With the new year, everything you wish to improve about your life and your skills come back to the surface. Everybody is making lists and sharing them online, so it’s hard not to join in the fun even if you don’t believe in New Year’s resolutions.
Don’t get me wrong: I believe it’s useful to set resolutions and goals but you have to set them the right way. Just taking the time to think about them will set you on the right track for next year. When I look back at the end of the year, I’m always surprised at the number of things I was able to accomplish despite not paying that much attention to the list.
The best resolutions fall into two categories:
- Reaching a concrete goal: goals such as doing a project, learning a new skill or reading a book in particular. I just wrote about the process of learning and setting goals as a software developer since new skills are always an important goal for me.
- Good habit to build or bad habit to get rid of: habits such as cutting sugar, exercising more or writing a post a week that will improve your life in the long term. Those are ongoing habits you want to establish and keep going year after year without reaching a finishing line.

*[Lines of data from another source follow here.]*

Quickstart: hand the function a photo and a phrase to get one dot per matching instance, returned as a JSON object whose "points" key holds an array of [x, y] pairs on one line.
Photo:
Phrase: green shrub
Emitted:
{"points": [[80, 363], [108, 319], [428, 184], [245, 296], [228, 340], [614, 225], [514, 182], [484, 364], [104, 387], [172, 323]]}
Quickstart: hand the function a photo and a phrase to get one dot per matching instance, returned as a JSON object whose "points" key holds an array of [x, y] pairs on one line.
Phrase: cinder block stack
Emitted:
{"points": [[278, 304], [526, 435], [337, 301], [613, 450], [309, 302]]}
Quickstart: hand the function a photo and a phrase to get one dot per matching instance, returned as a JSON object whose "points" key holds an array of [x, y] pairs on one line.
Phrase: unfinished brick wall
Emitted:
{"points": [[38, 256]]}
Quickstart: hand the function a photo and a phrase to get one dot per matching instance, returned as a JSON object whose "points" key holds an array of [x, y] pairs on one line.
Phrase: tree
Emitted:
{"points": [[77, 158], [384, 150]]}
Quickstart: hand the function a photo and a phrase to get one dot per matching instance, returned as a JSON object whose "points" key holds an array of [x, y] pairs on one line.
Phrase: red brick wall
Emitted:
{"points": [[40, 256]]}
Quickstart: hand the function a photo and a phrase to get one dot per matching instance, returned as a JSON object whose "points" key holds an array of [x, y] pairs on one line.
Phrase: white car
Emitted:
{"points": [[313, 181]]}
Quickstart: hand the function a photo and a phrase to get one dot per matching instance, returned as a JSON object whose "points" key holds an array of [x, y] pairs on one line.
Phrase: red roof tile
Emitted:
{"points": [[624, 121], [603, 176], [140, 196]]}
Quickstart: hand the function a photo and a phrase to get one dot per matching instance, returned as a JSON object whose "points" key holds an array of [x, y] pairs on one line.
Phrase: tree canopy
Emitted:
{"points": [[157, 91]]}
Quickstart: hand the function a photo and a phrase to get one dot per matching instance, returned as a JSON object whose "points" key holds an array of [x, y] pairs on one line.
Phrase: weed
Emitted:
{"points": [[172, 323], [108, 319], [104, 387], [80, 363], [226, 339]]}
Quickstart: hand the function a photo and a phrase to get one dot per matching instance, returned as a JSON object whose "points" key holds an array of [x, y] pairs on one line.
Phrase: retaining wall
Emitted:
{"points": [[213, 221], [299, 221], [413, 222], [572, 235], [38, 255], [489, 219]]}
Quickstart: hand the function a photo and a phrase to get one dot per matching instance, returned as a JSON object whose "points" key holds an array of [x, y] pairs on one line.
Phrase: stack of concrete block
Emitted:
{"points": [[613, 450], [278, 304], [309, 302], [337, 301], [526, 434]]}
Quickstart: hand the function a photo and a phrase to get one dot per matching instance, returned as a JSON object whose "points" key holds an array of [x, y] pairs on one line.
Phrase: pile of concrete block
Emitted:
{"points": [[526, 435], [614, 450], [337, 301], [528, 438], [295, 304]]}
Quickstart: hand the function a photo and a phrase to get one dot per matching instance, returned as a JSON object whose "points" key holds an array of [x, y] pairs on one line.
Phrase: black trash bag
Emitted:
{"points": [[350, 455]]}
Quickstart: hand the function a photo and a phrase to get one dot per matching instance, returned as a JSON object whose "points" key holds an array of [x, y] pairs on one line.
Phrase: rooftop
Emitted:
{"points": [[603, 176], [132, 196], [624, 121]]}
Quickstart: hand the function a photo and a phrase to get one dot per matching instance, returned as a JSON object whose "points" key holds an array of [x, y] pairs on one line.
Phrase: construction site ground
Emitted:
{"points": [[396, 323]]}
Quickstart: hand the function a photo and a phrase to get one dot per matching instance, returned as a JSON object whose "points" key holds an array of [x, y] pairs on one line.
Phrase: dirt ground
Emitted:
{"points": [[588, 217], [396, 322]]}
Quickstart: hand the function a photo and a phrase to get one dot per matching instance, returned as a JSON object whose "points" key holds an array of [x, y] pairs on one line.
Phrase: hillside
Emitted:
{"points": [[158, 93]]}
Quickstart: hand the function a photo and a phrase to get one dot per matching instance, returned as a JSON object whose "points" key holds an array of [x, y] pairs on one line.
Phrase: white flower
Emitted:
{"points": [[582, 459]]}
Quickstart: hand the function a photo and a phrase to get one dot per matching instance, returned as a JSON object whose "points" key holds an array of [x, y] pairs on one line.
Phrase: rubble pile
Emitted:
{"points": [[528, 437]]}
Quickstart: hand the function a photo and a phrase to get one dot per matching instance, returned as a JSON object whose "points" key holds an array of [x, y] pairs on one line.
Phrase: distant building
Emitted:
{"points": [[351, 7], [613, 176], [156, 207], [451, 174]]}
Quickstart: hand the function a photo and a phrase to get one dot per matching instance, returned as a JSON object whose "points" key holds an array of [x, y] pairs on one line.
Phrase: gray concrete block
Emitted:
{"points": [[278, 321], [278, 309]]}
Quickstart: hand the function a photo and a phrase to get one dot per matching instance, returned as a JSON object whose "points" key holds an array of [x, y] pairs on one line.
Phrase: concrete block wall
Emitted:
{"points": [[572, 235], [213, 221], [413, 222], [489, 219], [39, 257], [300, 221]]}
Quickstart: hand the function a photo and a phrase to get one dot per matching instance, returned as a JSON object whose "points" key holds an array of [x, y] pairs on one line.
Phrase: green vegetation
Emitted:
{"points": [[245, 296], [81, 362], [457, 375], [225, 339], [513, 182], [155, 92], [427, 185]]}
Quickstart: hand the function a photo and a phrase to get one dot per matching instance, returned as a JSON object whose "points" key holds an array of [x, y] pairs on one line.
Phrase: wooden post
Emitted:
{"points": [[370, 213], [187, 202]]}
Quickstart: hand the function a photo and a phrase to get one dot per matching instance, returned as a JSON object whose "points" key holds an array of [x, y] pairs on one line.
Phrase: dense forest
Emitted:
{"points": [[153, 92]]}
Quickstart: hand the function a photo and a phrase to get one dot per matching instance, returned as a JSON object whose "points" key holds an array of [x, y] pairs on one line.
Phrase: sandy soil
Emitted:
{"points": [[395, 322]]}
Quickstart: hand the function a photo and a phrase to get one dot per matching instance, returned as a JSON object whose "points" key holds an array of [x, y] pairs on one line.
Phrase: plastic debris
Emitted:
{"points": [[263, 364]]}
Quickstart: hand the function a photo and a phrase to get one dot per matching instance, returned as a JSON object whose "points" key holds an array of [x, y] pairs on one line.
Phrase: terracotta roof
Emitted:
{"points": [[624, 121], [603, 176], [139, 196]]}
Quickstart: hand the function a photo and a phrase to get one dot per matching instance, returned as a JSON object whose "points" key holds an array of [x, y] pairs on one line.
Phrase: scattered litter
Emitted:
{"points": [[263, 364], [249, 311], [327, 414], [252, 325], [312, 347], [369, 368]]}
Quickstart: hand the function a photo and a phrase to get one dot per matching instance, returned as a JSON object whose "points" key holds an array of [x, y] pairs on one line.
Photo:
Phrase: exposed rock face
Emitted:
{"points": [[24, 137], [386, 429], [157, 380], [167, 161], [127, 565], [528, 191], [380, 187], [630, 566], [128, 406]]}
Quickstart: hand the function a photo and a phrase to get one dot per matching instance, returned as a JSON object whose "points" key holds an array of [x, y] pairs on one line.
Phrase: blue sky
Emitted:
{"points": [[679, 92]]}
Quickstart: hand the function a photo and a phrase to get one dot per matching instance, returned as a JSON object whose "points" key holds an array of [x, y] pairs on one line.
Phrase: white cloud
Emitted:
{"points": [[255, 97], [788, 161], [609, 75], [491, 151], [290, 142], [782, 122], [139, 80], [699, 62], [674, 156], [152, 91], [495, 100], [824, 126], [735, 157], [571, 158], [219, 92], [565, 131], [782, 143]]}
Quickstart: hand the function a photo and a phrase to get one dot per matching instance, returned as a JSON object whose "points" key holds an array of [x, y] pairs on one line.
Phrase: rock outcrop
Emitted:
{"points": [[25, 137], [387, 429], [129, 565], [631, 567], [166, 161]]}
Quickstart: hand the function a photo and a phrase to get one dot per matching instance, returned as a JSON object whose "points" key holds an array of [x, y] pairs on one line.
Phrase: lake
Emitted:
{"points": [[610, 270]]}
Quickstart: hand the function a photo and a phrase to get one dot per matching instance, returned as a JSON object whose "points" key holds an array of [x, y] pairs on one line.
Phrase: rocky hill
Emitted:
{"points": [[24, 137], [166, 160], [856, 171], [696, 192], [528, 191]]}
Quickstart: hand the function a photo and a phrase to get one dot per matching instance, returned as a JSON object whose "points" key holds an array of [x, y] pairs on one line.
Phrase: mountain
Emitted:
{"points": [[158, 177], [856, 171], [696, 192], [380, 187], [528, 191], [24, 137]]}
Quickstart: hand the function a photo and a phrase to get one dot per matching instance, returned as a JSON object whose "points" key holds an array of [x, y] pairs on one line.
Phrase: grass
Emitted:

Be careful with yearly goals: a year is too long a period to really grasp. You can put those goals on your list but consider them more like a theme than a real goal. You may have less time in certain periods of the year, and a yearly goal makes it too hard to adjust to the other things going on in your life. For example, I spend a lot of time gardening in the summer, so I’ll set big goals for the winter. When everything is under a few feet of snow I have more free time to work at the computer. I also put in long-term goals I want to reach on my list and I use them mostly as an inspiration.
When you’re ready to work on a theme, you need to break this theme down into smaller goals so it stays doable. A good length for a goal is 3 months or less. This is a good duration to complete a tutorial or part of a larger project. Longer than that and you’ll lose track of the deadline and procrastinate because you have tons of time.
It’s also worth revisiting your resolutions every 3 months to add new items that are not important to you, prune old ones and gauge your progress. If you only peek at your previous list at the end of the year, you’ll find that you forgot about resolutions that were important to you.
Finally, starting a new year is not a race. There is no rule that says that you have to get started on all your plans for the year as soon as January hits. All times of the year are good to start something new if it fits with your life and is most important things you want to learn or reach for.